La Rhumerie de Chamarel est la visite reine : une distillerie-bijou posée dans un cirque de montagnes, au milieu de ses propres champs de canne. Visite guidée toutes les 30 minutes environ (9h30 – 16h30, tous les jours sauf dimanche, environ Rs 450 avec dégustation de six rhums). Reste déjeuner à L'Alchimiste, le restaurant du domaine — et goûte le VSOP vieilli, la fierté maison. Combine avec la terre des Sept Couleurs à cinq minutes de route.
Dans le nord, le Château de Labourdonnais (Mapou) associe demeure créole de 1859, vergers et distillerie moderne : la formule visite + dégustation tourne autour de Rs 500, et sa Rhumerie des Mascareignes signe de très jolis rhums arrangés à l'ananas Victoria. Dans le sud, le domaine de Saint-Aubin (1819) distille dans une ambiance plantation, à combiner avec la route du thé voisine. Enfin, les marques New Grove et Gray's — élaborées à la distillerie de Grays près de Beau Plan — se dégustent à L'Aventure du Sucre, où le musée raconte justement l'épopée sucre-rhum de l'île.

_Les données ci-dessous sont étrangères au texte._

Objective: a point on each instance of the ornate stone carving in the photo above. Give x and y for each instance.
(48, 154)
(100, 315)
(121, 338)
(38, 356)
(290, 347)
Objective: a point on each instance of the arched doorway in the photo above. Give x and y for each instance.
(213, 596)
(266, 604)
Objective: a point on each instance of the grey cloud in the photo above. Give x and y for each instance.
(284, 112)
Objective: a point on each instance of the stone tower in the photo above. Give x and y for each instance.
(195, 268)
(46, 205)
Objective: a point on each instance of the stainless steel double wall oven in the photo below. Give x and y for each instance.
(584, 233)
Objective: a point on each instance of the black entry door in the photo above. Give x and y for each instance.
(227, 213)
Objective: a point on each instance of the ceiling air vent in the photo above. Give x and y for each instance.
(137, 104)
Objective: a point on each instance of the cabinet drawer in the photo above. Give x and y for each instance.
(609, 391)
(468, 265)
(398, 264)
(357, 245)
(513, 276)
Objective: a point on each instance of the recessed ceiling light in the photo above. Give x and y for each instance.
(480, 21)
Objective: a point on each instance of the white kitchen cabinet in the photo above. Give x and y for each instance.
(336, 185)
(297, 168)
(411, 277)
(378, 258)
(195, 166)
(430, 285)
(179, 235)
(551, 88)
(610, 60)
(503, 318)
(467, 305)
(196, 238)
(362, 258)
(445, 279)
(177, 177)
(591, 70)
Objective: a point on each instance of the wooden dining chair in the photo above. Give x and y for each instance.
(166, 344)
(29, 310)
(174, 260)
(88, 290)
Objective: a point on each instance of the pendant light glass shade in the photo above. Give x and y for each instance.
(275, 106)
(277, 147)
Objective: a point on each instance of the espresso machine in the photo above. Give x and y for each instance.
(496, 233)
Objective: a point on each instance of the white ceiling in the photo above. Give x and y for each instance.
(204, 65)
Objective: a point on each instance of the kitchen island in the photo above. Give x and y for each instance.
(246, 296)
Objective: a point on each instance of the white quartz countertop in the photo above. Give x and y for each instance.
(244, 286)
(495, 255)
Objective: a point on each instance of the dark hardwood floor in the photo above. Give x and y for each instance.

Côté achats : compte Rs 700 – 1 500 la bouteille de rhum vieilli en boutique de distillerie, souvent moins au supermarché pour les mêmes références (rayon impressionnant chez Winner's et Intermart). Les rhums arrangés maison des tables d'hôtes ne se vendent pas — ils s'offrent. La douane européenne te laisse rapporter 1 litre d'alcool fort par adulte en franchise ; au-delà, déclare. Astuce locale : le « rhum-coco-citron » se prépare minute au comptoir des bars de plage — demande un ti punch mauricien et trinque en disant « santé, korek ! ».